Historical Characters in Roman Games and The Bull Slayer

Pliny the Younger (Gaius Plinius Secundus)

Born in Comum in northern Italy circa AD 61, he was raised by his uncle and adoptive father, the great naturalist Pliny the Elder. Pliny was a successful lawyer and was the first in his family to reach senatorial rank. He held a succession of magisterial posts, culminating in the governorship of Bithynia-Pontus, circa 110. He died, probably still in Bithynia, ca 112.

Pliny lived in "interesting times." His early public career coincided with Domitian's reign of terror against his senatorial enemies and their philosopher friends, many of whom were executed, driven to suicide, or banished. Pliny, however, thrived. In happier times, under the "good" emperors Nerva and Trajan, he was anxious to proclaim his admiration for these victims—far too late, we are tempted to say. But that is what, to me, makes Pliny worth writing about.

Pliny's unique contribution to Latin literature was the publication of his letters in ten books—nine books of letters to and from friends and a final book of letters to and from the emperor Trajan. Among his correspondents are the historian Tacitus and the biographer Suetonius. These polished letters, often resembling short essays, reveal the public and private life of the Roman aristocracy as well as Pliny's own wide-ranging interests and his personality—conscientious, tolerant, curious, vain, affectionate, occasionally self-serving. No earlier Latin author had attempted anything like this (Cicero's letters are of quite a different character). In later centuries, Pliny had several imitators but no equals.

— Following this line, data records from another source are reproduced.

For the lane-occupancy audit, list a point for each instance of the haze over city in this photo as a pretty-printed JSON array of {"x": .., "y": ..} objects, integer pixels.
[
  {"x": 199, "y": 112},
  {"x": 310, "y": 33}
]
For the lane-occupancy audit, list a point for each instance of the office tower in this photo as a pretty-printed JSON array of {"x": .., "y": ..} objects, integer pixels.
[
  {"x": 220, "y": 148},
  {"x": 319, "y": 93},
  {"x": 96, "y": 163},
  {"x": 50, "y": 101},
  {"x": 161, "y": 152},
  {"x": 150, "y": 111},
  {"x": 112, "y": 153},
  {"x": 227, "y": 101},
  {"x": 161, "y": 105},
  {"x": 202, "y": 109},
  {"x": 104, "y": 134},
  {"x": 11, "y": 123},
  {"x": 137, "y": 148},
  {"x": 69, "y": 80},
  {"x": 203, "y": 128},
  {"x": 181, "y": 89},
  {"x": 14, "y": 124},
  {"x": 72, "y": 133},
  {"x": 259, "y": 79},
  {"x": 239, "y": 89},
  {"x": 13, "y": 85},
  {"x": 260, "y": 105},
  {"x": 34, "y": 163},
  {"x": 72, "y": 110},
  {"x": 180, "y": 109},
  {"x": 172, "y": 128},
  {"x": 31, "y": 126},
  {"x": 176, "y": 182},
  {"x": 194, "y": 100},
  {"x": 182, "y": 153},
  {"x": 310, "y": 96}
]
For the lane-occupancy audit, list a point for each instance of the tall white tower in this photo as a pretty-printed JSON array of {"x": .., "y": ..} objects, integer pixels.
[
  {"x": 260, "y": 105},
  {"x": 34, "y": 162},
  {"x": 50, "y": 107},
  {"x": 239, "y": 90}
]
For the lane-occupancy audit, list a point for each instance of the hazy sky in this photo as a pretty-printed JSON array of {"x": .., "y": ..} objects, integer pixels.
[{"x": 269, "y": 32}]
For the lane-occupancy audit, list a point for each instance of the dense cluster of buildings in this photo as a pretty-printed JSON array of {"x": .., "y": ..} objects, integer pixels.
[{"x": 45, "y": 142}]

Martial (Marcus Valerius Martialis)

Born at Bilbilis in Spain, circa AD 40, Martial emigrated to Rome in 64 and spent almost the rest of his life there, pursuing a career as a poet. He wrote in several styles but his most characteristic is the epigram. Written with a pen dipped in acid, these satirical, witty and often obscene little poems attack the pretense, pomposity, and vulgarity of his contemporaries.

We know little about Martial's life beyond what he reveals in his poems. He lived the hand-to-mouth existence of a struggling artist, haunting the doorsteps of the rich; indulging in abject flattery whenever necessary—yet never quite achieving the recognition he deserved. Finally, despairing of Rome, he returned to Spain (as we know from a letter of Pliny, who paid his passage) and died soon afterward, circa 104.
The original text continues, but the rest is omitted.